|Résumé :||This thesis is composed of three chapters which propose some novel approaches to model and forecast financial time series. The first chapter focuses on high frequency financial returns and proposes a quantile regression approach to model their intraday seasonality and dynamics. The second chapter deals with the problem of forecasting the yield curve including large datasets of macroeconomics information. While the last chapter addresses the issue of modelling the term structure of interest rates.
The first chapter investigates the distribution of high frequency financial returns, with special emphasis on the intraday seasonality. Using quantile regression, I show the expansions and shrinks of the probability law through the day for three years of 15 minutes sampled stock returns. Returns are more dispersed and less concentrated around the median at the hours near the opening and closing. I provide intraday value at risk assessments and I show how it adapts to changes of dispersion over the day. The tests performed on the out-of-sample forecasts of the value at risk show that the model is able to provide good risk assessments and to outperform standard Gaussian and Student’s t GARCH models.

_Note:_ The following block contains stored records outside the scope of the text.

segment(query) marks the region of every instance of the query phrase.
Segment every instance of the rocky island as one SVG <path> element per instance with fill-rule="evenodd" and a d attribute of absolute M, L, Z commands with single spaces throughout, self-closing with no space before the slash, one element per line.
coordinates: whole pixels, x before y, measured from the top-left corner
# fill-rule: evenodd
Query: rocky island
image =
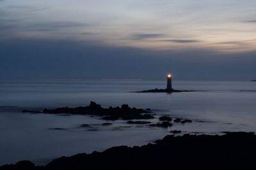
<path fill-rule="evenodd" d="M 168 89 L 151 89 L 137 92 L 137 93 L 179 93 L 179 92 L 194 92 L 193 90 L 168 90 Z"/>
<path fill-rule="evenodd" d="M 116 146 L 102 152 L 62 157 L 45 166 L 30 161 L 5 165 L 0 170 L 255 169 L 256 136 L 227 132 L 223 136 L 166 136 L 155 144 Z"/>
<path fill-rule="evenodd" d="M 130 108 L 128 104 L 123 104 L 121 107 L 109 107 L 104 108 L 100 104 L 91 101 L 88 106 L 79 106 L 77 108 L 58 108 L 49 110 L 44 109 L 42 111 L 23 110 L 23 113 L 48 113 L 48 114 L 63 114 L 84 115 L 102 117 L 104 120 L 115 120 L 118 119 L 132 120 L 132 119 L 150 119 L 154 118 L 153 114 L 150 109 L 137 109 Z"/>
<path fill-rule="evenodd" d="M 171 74 L 168 74 L 166 76 L 167 79 L 167 85 L 166 89 L 151 89 L 151 90 L 146 90 L 143 91 L 137 92 L 137 93 L 177 93 L 177 92 L 194 92 L 193 90 L 175 90 L 172 88 L 172 75 Z"/>

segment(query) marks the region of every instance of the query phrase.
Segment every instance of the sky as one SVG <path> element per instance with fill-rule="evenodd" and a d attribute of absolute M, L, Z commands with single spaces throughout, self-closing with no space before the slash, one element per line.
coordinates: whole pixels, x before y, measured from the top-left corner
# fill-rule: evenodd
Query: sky
<path fill-rule="evenodd" d="M 0 78 L 256 78 L 255 0 L 0 0 Z"/>

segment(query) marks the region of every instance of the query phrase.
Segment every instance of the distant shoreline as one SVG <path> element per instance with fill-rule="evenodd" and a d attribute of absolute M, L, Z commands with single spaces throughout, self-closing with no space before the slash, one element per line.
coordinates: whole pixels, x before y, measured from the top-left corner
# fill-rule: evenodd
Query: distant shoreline
<path fill-rule="evenodd" d="M 167 89 L 151 89 L 151 90 L 146 90 L 143 91 L 136 92 L 137 93 L 179 93 L 179 92 L 195 92 L 195 90 L 179 90 L 172 89 L 172 90 L 168 90 Z"/>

The second chapter shows that macroeconomic indicators are helpful in forecasting the yield curve. I incorporate a large number of macroeconomic predictors within the Nelson and Siegel (1987) model for the yield curve, which can be cast in a common factor model representation. Rather than including macroeconomic variables as additional factors, I use them to extract the Nelson and Siegel factors. Estimation is performed by EM algorithm and Kalman filter using a data set composed by 17 yields and 118 macro variables. Results show that incorporating large macroeconomic information improves the accuracy of out-of-sample yield forecasts at medium and long horizons.
The third chapter statistically tests whether the Nelson and Siegel (1987) yield curve model is arbitrage-free. Theoretically, the Nelson-Siegel model does not ensure the absence of arbitrage opportunities. Still, central banks and public wealth managers rely heavily on it. Using a non-parametric resampling technique and zero-coupon yield curve data from the US market, I find that the no-arbitrage parameters are not statistically different from those obtained from the Nelson and Siegel model, at a 95 percent confidence level. I therefore conclude that the Nelson and Siegel yield curve model is compatible with arbitrage-freeness.